December 18th, 2009
Mr. Ambiguity holds bankers accountable
Good afternoon. Today we’re speaking with a member of the
Bizarreville White House cabinet. Your name is…
You can just call me Mr. Ambiguity.
Okay, fine, Mr. Ambiguity….we understand that you have
recently met with a host of ‘Fat Cat’ bankers (I believe that
is what you called them). These would be, what….the CEO’s
of some large banks?
Yes. We met with these overweight greedy
Master Bastards earlier this week. Read them the
full, unabridged Riot Act for causing the whole world
financial crisis, which put the country in this recession.
It was a brutal butt-chewing… poop on the ceiling.
I heard that you did all this over a lavish dinner of 2-inch
thick New York strip steaks, fine Napa cabernet, and
creme brulee.
Well, yes. We wanted to thank them for paying back the
stimulus funds early, several months ahead of schedule.
And for starting to ease up credit a bit for small
businesses out there.
I thought….I mean, earlier you sounded like you had been
angry at them for getting into trouble in the first place?
Damn straight. We pointed out in no uncertain terms
their loosey goosey lending policies…approving loans
for gold bricks and ne’er-do-wells who had no intention
on ever repaying. We told them if it ever happened
again, someone would be going to jail.
But weren’t you guys the ones who told them to make
credit easier so that more people could afford personal
homes?
Yes. And we thanked them for taking on such a
daunting challenge, responding to our suggestions.
They helped millions of people out there, literally
millions. We gave each one of the bankers a poinsetta
as a token of our deep appreciation.
Daunting challenge? They used all kinds of hedging and
derivative schemes with reinsurance tricks. Those guys
are professional bankers, for crying out loud…trained,
trained, and re-trained in proper accounting methods.

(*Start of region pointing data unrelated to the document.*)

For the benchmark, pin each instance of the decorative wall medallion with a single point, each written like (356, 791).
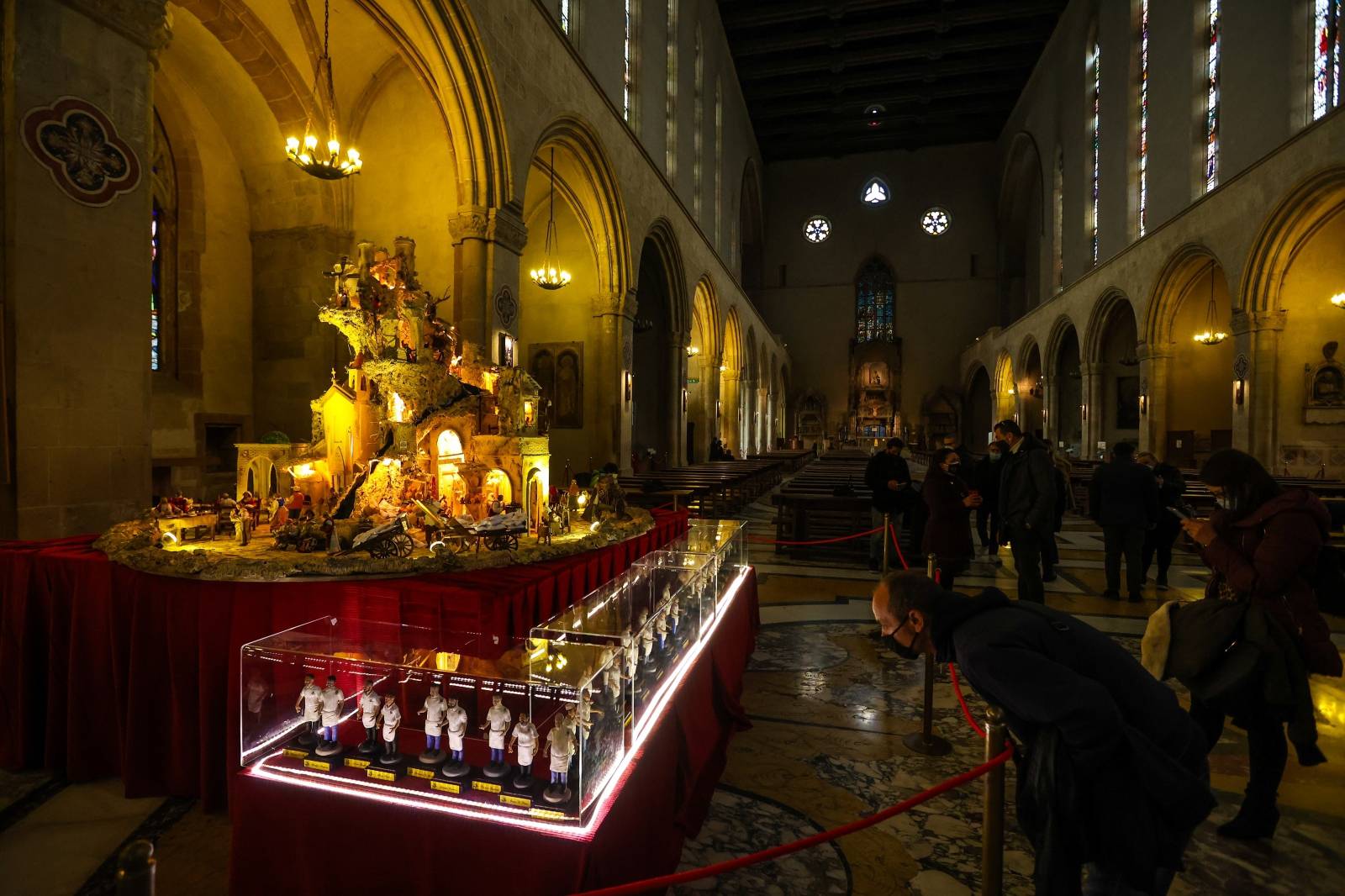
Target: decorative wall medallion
(78, 145)
(506, 307)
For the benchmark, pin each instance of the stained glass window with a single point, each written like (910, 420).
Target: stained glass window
(156, 296)
(1327, 55)
(874, 192)
(1095, 128)
(1143, 116)
(935, 221)
(670, 103)
(873, 300)
(1212, 98)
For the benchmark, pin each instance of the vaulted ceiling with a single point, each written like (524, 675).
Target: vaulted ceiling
(834, 77)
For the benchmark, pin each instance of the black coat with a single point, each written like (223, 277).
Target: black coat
(883, 468)
(1028, 488)
(1113, 766)
(1123, 493)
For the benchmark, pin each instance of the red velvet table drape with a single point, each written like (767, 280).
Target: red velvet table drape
(279, 828)
(105, 670)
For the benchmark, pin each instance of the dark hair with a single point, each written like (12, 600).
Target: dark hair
(1242, 477)
(910, 589)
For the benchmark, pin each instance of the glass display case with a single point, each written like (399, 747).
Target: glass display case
(531, 730)
(726, 539)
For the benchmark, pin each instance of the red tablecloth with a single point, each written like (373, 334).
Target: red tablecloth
(105, 670)
(284, 835)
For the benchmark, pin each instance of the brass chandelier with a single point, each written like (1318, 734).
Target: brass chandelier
(330, 165)
(551, 275)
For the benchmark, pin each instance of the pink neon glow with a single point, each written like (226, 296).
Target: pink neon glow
(446, 804)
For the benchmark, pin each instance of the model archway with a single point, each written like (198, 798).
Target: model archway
(576, 340)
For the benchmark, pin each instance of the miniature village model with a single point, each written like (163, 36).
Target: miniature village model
(423, 458)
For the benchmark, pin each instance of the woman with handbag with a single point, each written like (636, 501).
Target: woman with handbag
(1262, 546)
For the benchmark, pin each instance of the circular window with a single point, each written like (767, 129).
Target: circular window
(817, 229)
(935, 221)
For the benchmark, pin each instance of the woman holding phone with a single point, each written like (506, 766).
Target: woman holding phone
(1262, 544)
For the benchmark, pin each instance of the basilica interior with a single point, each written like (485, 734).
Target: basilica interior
(452, 289)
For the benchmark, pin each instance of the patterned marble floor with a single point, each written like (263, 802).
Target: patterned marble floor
(829, 705)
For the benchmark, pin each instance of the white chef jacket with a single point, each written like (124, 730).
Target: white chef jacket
(498, 719)
(456, 727)
(435, 710)
(313, 696)
(333, 700)
(526, 736)
(562, 746)
(392, 719)
(369, 709)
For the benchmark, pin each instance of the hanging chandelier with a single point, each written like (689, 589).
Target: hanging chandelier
(330, 165)
(551, 275)
(1212, 335)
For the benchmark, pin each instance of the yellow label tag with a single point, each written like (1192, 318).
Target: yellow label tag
(546, 813)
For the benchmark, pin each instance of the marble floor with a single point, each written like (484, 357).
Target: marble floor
(829, 704)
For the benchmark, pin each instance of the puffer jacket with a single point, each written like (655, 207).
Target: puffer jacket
(1268, 556)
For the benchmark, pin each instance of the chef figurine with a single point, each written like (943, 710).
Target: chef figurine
(331, 703)
(435, 712)
(369, 705)
(560, 746)
(455, 719)
(526, 737)
(309, 701)
(392, 717)
(497, 719)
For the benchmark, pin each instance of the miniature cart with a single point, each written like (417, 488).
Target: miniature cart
(389, 540)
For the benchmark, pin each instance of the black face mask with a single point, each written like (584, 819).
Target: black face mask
(903, 650)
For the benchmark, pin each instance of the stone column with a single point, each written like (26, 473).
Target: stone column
(1095, 410)
(488, 245)
(1154, 370)
(1255, 424)
(76, 266)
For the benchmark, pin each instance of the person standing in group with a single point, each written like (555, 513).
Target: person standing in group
(1263, 544)
(887, 477)
(1049, 549)
(1160, 540)
(1113, 774)
(1123, 499)
(947, 533)
(1026, 505)
(986, 479)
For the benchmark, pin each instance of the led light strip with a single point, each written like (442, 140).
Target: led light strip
(447, 804)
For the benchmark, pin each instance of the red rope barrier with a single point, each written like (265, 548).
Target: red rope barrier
(824, 541)
(777, 851)
(962, 701)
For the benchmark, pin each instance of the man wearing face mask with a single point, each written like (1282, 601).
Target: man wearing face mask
(1026, 505)
(1111, 774)
(887, 477)
(988, 483)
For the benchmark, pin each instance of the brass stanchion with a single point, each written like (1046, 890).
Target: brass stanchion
(993, 815)
(136, 869)
(925, 741)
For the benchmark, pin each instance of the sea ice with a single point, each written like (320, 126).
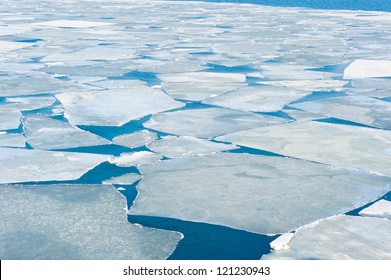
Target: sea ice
(126, 179)
(182, 146)
(135, 158)
(196, 86)
(208, 123)
(136, 139)
(380, 209)
(115, 107)
(261, 194)
(257, 98)
(363, 68)
(74, 222)
(360, 109)
(341, 145)
(34, 166)
(339, 238)
(45, 133)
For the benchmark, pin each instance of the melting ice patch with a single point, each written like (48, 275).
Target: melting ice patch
(92, 225)
(208, 123)
(256, 193)
(380, 209)
(339, 238)
(341, 145)
(360, 109)
(181, 146)
(45, 133)
(115, 107)
(35, 166)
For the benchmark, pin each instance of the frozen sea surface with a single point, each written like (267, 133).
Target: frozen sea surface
(230, 123)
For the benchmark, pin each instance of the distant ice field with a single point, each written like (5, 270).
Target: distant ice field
(195, 129)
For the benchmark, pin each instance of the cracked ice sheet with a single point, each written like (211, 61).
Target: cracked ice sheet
(45, 133)
(339, 238)
(93, 225)
(359, 109)
(35, 166)
(115, 107)
(135, 159)
(362, 68)
(340, 145)
(183, 146)
(380, 209)
(261, 194)
(257, 98)
(137, 139)
(197, 86)
(208, 123)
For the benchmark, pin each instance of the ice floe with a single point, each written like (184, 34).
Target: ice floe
(339, 238)
(174, 146)
(208, 123)
(364, 68)
(114, 107)
(257, 98)
(45, 133)
(341, 145)
(74, 222)
(252, 192)
(34, 166)
(135, 158)
(136, 139)
(360, 109)
(380, 209)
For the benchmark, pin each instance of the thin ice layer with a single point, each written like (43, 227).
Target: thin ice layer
(380, 209)
(115, 107)
(341, 145)
(208, 123)
(136, 139)
(364, 68)
(360, 109)
(34, 166)
(74, 222)
(261, 194)
(45, 133)
(182, 146)
(339, 238)
(196, 86)
(257, 98)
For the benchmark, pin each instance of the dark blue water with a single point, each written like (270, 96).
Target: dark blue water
(366, 5)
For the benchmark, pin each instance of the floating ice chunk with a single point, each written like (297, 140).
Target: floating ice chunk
(6, 46)
(12, 140)
(174, 146)
(28, 103)
(257, 98)
(340, 237)
(134, 140)
(35, 166)
(74, 222)
(45, 133)
(200, 85)
(207, 123)
(360, 109)
(256, 193)
(126, 179)
(115, 107)
(309, 85)
(9, 118)
(363, 68)
(135, 159)
(341, 145)
(73, 23)
(380, 209)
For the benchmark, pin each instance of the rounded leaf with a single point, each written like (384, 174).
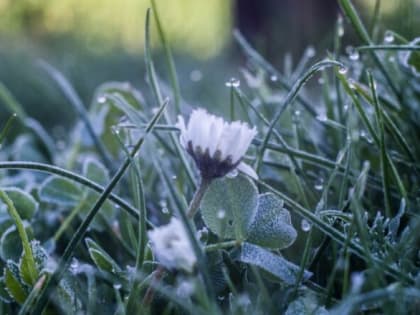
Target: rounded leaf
(272, 226)
(25, 204)
(60, 191)
(11, 244)
(229, 206)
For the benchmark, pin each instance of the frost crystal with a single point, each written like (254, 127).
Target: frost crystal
(216, 146)
(172, 247)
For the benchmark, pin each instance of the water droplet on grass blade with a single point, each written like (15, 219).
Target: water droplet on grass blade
(353, 53)
(101, 99)
(221, 214)
(343, 70)
(322, 117)
(196, 75)
(319, 184)
(117, 286)
(233, 82)
(389, 37)
(340, 27)
(310, 51)
(232, 174)
(305, 225)
(74, 266)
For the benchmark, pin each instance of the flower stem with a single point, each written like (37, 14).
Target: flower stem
(227, 244)
(195, 202)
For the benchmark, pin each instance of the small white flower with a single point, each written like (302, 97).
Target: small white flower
(216, 146)
(172, 247)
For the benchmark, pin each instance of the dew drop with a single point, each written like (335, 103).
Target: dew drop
(232, 173)
(101, 99)
(340, 27)
(196, 75)
(343, 70)
(233, 82)
(319, 184)
(221, 214)
(305, 225)
(322, 117)
(353, 53)
(310, 52)
(74, 266)
(389, 37)
(352, 84)
(117, 286)
(346, 107)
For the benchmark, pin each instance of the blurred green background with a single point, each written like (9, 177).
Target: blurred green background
(94, 41)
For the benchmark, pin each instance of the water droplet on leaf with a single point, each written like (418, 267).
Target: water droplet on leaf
(389, 37)
(101, 99)
(221, 214)
(233, 82)
(305, 225)
(343, 70)
(353, 53)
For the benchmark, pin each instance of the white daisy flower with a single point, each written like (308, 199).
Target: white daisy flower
(216, 146)
(171, 246)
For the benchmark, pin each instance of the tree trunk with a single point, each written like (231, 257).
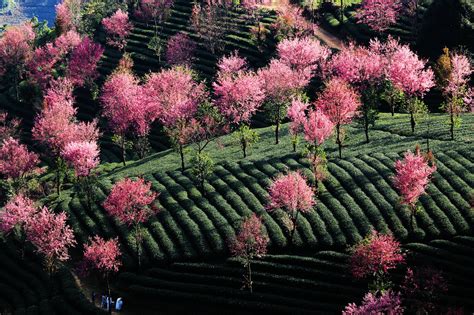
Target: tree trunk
(338, 140)
(412, 122)
(181, 155)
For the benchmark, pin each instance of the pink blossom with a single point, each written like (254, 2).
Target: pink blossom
(82, 66)
(17, 212)
(129, 201)
(388, 303)
(377, 254)
(250, 242)
(317, 128)
(297, 115)
(82, 155)
(102, 255)
(174, 95)
(292, 193)
(15, 159)
(50, 234)
(239, 97)
(117, 27)
(412, 177)
(302, 54)
(180, 50)
(379, 14)
(339, 101)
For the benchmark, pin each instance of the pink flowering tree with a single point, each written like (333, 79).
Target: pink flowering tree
(51, 236)
(317, 128)
(291, 193)
(363, 68)
(17, 163)
(180, 50)
(176, 96)
(387, 302)
(83, 157)
(238, 95)
(340, 103)
(68, 15)
(117, 28)
(251, 242)
(56, 125)
(374, 257)
(102, 256)
(409, 74)
(16, 49)
(379, 15)
(456, 90)
(412, 176)
(82, 67)
(130, 202)
(423, 286)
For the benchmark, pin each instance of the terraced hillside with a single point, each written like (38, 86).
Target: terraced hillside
(26, 289)
(319, 283)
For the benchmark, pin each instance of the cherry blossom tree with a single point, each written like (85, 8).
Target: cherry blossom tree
(102, 256)
(180, 50)
(68, 15)
(374, 257)
(379, 14)
(364, 68)
(249, 243)
(412, 176)
(51, 236)
(117, 27)
(291, 193)
(387, 302)
(455, 86)
(408, 73)
(129, 201)
(340, 103)
(317, 128)
(82, 67)
(280, 83)
(17, 163)
(238, 95)
(16, 49)
(176, 96)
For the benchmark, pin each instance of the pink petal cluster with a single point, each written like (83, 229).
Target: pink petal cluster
(129, 201)
(379, 14)
(56, 125)
(117, 27)
(124, 105)
(408, 72)
(250, 241)
(83, 156)
(339, 101)
(412, 176)
(16, 45)
(15, 159)
(297, 114)
(238, 96)
(82, 66)
(317, 127)
(292, 193)
(102, 255)
(175, 95)
(378, 253)
(50, 234)
(17, 212)
(180, 50)
(303, 54)
(388, 302)
(358, 65)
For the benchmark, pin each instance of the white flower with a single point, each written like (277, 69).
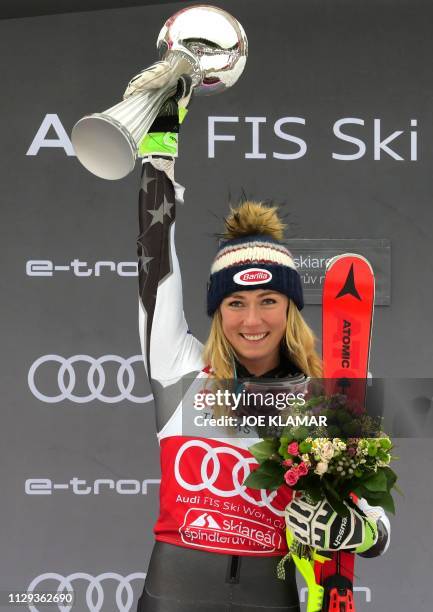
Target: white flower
(321, 468)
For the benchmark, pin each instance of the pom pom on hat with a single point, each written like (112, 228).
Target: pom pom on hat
(252, 256)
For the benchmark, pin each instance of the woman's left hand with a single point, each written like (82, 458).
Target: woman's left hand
(319, 526)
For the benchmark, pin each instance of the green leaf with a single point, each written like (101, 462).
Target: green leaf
(264, 450)
(377, 482)
(269, 475)
(300, 433)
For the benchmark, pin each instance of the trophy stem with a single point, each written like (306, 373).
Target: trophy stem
(107, 143)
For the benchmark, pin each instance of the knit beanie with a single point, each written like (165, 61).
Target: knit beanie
(253, 256)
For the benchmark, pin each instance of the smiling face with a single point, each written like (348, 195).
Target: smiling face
(254, 322)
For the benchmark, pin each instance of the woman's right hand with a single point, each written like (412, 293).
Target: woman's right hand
(162, 137)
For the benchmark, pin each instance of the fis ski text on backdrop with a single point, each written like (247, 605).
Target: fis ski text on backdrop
(354, 137)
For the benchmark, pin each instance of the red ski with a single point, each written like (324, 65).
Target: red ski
(347, 319)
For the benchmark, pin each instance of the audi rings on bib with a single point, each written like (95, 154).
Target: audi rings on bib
(65, 584)
(66, 387)
(243, 463)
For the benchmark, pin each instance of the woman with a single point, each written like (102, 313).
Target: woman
(217, 542)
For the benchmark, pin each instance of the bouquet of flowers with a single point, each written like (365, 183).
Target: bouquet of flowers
(350, 455)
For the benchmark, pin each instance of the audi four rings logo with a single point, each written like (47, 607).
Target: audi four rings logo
(94, 591)
(66, 379)
(207, 482)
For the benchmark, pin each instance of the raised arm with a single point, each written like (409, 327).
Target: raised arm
(169, 349)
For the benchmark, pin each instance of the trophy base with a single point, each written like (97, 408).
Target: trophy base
(104, 146)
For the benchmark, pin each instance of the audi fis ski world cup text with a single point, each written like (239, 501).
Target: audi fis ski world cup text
(351, 135)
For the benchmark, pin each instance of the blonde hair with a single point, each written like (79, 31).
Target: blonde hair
(249, 219)
(299, 341)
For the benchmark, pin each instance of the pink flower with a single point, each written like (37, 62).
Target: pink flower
(302, 469)
(293, 448)
(291, 477)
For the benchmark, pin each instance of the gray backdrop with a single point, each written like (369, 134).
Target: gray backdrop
(318, 61)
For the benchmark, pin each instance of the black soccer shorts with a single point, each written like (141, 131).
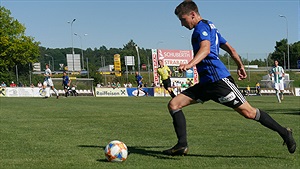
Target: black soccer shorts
(167, 83)
(223, 91)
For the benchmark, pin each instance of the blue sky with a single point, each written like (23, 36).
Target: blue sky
(252, 27)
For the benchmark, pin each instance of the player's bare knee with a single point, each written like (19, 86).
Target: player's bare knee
(173, 106)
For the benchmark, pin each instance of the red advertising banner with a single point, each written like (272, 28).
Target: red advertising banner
(173, 58)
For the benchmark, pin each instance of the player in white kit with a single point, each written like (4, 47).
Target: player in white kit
(277, 73)
(48, 81)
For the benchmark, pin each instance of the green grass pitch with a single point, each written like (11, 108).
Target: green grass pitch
(72, 133)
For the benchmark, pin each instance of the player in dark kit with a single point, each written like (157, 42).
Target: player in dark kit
(139, 81)
(66, 83)
(216, 82)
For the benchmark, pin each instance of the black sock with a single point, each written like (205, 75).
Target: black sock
(179, 124)
(270, 123)
(172, 94)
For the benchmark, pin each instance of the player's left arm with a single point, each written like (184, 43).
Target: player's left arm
(169, 71)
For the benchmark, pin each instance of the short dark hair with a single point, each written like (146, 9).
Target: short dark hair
(186, 7)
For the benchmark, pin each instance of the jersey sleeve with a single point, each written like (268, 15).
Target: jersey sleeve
(222, 40)
(204, 33)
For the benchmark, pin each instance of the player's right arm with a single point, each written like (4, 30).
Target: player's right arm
(200, 55)
(234, 55)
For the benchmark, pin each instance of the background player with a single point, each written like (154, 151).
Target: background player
(66, 83)
(48, 81)
(215, 83)
(139, 81)
(165, 74)
(277, 72)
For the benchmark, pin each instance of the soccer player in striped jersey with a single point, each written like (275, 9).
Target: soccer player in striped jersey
(277, 72)
(216, 82)
(165, 73)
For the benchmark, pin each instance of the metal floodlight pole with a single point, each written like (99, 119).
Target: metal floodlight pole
(81, 48)
(138, 54)
(52, 61)
(72, 40)
(287, 39)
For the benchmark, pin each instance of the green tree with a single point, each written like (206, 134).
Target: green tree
(280, 53)
(16, 49)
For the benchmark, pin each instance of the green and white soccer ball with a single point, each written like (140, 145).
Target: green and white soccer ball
(116, 151)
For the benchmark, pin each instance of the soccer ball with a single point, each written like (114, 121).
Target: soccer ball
(116, 151)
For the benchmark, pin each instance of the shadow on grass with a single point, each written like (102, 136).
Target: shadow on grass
(158, 154)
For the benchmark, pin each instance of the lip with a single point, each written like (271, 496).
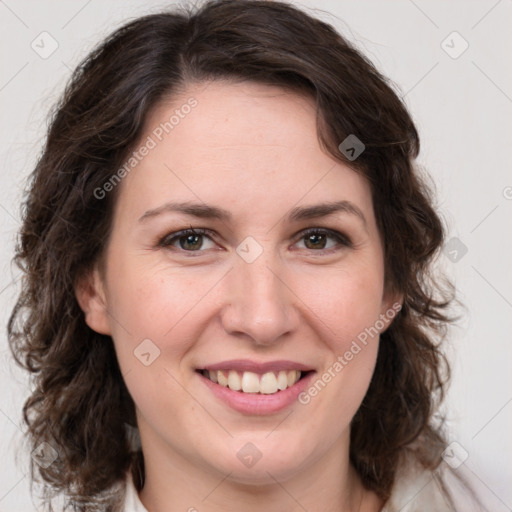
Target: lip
(255, 403)
(247, 365)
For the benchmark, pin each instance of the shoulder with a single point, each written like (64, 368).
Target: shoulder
(443, 489)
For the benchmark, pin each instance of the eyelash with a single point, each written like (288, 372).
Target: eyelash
(343, 240)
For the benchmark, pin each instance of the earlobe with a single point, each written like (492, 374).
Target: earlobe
(90, 294)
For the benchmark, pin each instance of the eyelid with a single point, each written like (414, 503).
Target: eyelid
(342, 239)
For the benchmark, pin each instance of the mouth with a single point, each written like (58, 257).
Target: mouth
(268, 383)
(256, 388)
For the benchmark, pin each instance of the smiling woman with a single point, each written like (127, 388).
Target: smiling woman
(253, 297)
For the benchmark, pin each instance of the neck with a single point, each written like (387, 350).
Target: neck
(175, 481)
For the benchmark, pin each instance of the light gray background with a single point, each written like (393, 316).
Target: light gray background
(462, 107)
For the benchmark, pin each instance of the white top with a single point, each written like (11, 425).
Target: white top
(415, 490)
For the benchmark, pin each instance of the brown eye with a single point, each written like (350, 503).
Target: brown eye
(318, 239)
(189, 240)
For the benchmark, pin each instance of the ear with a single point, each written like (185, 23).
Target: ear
(391, 305)
(90, 294)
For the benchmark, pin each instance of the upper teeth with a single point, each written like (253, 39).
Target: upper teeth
(250, 382)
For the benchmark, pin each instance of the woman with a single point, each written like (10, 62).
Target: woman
(228, 301)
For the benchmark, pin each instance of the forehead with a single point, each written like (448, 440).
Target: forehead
(242, 144)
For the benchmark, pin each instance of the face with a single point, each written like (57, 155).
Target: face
(268, 285)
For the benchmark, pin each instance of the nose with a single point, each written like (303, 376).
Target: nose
(259, 302)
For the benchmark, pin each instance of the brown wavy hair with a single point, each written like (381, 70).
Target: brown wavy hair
(80, 404)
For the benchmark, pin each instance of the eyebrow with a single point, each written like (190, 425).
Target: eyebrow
(204, 211)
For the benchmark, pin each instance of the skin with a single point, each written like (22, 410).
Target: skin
(253, 150)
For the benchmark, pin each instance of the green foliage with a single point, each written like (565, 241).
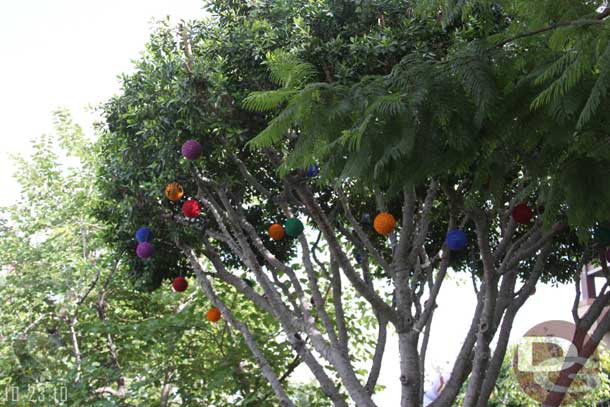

We agree. These knuckleheads know better. Have
half a mind to call their alma maters and revoke
their college degrees.
Why haven’t you done that already? What are you
waiting for…an Act of Congress?
Well, some Bankers have been pretty nice, outstanding
contributors to our campaign…hundreds of thousands
of dollars of welcome loot. In fact, a couple of them are
staying in the Chester Arthur bedroom as a reward for
being such loyal friends.
So they’ve basically pre-bought your silence, when it
comes to calling the college dean?
Hell no. In fact, I just put it on my To Do list. Here it
is…right here: Call Harvard on Tuesday. I’ll rip them
a new one Tuesday.
Well thank you, Mr. Ambiguity. You certainly have lived
up to your stellar reputation.
Thank you. It’s been a pleasure talking to you…except
for the times when it was boring and mundane. Where’s
the door….this way?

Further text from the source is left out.